Thursday, March 03, 2011


I SURRENDER!
Constant readers of this blog will know that I have conducted a long campaign to protect the English language from decay. I should like to report that there has been some improvement in usage generally. But clearly this is not so - the reverse is true. Despite my protestations, and those of even more distinguished academics, the viruses seem to be increasingly well embedded; beyond hope now, I think, of eradication.
On radio and television speakers of education and culture seem not to notice that they are using vulgarisms such as (my own favourite targets) CONtractors: PROtesters: kilOMeters: REEsearch: WestMINNster.....
As for other sloppy pronunciations, the letter t seems doomed to eradication. Americans. of course, pronounce it as d, as in the wader poured the wine, but even that is better than the glottal stop, as in bread and bu''er, or mili'ary. Final t has become silent already - Christmas presen'. This gives rise to the fascinating thought that the word knight is destined to become the first in the English language to have more silent than pronounced letters.
Incidentally, the protests at the proposed closure of libraries formed part of a necessary and urgent campaign, but one can't help feeling relieved that the media are now free of constant references to libaries - especially during Febuary.

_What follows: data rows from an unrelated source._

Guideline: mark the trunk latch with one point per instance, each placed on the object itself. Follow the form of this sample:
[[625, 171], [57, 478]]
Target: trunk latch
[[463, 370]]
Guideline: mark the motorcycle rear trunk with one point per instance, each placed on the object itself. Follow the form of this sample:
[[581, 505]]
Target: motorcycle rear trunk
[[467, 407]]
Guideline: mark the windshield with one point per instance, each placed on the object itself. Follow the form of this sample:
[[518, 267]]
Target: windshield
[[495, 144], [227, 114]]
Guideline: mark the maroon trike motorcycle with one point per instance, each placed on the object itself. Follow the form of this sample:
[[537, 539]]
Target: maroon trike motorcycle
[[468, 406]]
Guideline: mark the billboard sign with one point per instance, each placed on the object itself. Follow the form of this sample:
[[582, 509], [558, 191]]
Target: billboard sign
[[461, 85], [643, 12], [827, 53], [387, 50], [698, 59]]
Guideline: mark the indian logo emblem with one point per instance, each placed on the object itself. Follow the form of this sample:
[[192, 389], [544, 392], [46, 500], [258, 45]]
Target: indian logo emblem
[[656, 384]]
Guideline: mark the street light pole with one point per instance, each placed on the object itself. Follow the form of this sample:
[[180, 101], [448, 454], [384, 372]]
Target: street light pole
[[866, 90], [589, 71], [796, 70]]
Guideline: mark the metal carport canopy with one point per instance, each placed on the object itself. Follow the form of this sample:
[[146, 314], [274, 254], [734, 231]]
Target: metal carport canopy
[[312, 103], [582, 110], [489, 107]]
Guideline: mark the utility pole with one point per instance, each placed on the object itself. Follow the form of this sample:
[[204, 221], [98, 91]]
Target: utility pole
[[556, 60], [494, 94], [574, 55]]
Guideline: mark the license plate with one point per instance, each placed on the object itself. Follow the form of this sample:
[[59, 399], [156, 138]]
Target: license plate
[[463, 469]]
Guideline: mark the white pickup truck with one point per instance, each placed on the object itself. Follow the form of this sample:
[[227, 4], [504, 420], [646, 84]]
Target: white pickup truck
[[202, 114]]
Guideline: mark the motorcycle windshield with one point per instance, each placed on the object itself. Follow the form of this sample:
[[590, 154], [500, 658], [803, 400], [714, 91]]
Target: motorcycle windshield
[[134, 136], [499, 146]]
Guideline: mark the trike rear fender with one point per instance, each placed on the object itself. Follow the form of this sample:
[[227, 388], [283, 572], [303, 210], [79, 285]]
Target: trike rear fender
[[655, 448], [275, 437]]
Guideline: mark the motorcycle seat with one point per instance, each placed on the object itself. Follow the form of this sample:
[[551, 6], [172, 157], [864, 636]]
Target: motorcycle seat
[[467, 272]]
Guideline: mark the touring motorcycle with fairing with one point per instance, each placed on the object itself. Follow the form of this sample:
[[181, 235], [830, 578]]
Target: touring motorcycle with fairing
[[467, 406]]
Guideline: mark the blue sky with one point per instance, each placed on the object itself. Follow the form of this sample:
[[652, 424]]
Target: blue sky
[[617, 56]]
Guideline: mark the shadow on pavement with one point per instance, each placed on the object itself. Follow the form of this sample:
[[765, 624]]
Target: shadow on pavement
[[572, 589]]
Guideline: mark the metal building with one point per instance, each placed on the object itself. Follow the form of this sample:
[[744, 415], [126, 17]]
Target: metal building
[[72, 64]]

And so it goes on; a constant blurring and mumbling of language. Sam Johnson laid it down that dictionaries should reflect the language as it was really used, rather than dictate, but surely he was referring to the use of educated men. Dictionaries now scoop up any old rubbish and give it the authority of print. It's a long time, for example, since they gave up defending the valuable distinction between imply and infer; so muddled thought is reinforced.
The time has come for all old codgers to retreat into their ivory castles, and meditate on why they prefer to write an historian rather than a historian. 'But nobody says an horse!' - precisely; and if you didn't have tin ears you could hear why.